Day 12’s testimony, provided from emergency operator Ms Philander, recounted her skepticism of the call as being a prank. On Day 13 she returned to the stand, with the airing of the call revealing her skepticism going largely unwarranted. Playback of the call revealed that twenty minutes of valuable time had passed, delaying the possibility of emergency services arrving at the scene potentially minutes earlier – a few minutes that just may have made a difference. Instead, most of the audio entailed Ms Philander attempting to establish where Henri was calling from.

While Advocate Botha of the defence council tried to get Ms Philander to concede that Henri’s behavior on the phone was not the reason for it taking so long for her to send an ambulance to him, Ms. Philander was adamant that his giggle, heard at the beginning of the call, as well as his hesitation throughout the call, was the reason it took so long.

The witness eventually conceded that her skepticism of the call is what protracted it for as long.

While the call was played in court, Henri broke down in tears so much that Judge Desai suggested an early tea adjournment for Henri to collect himself. Judge Desai pointed out to the defence that Philander’s views of how Henri sounded are her own views and we need not rely on those views only because we can now all listen to the call and make our own assumptions about what we thought Henri sounded like – whether he stuttered or sounded calm or not.

The judge also inquired from Philander what the average percentage of prank calls received was. Philander indicated over a period of 6 months 15% of the calls they received had been prank calls. It’s safe to assume that the content of the call will neither acquit nor convict Henri.

The next witness, Dr. Georgina Albertse, was the doctor the police took Henri to for examination on the morning of the murders.
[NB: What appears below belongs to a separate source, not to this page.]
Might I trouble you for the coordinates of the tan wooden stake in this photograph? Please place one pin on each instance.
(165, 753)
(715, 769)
Dr. Albertse read out the report she had completed, which indicated all of the injuries she noted on Henri’s body during her examination. This list detailed a number of cuts, scrapes, abrasions, bruises and the stab wound on his chest. She indicated the depth of wounds, swellings as well as the length of cuts and scrapes.

In her evidence-in-chief, Dr. Albertse told the court that she didn’t believe his injuries would have come from a fall down the stairs as his head wounds were likely caused by a blunt object. She also didn’t eliminate the fact that they could have been self-inflicted. However, Dr. Albertse noted that she recommended the police to refer these injuries to a forensic specialist who would be able to make conclusions on the possible causes of his injuries.

Under cross-examination, Advocate Botha put to Dr. Albertse the findings made by the defence’s expert, Dr. Dempster, to demonstrate how his client fought with the intruder. Dr. Albertse conceded that it is possible that those injuries were inflicted in the manner described and demonstrated by Advocate Botha. The doctor also conceded that it is possible that the injuries on his head and knee could have occurred from a fall down the stairs if he hit his head and/or knee on the wall, or on the top, flat part of the stairs.

Dr. Albertse’s evidence of his injuries hasn’t advanced the state’s case however she could not rule out conclusions from the defense either.We will need to wait for the evidence of the state’s forensic expert on the possible manners in which these injuries could have occurred as well as the defence’s expert on his conclusions.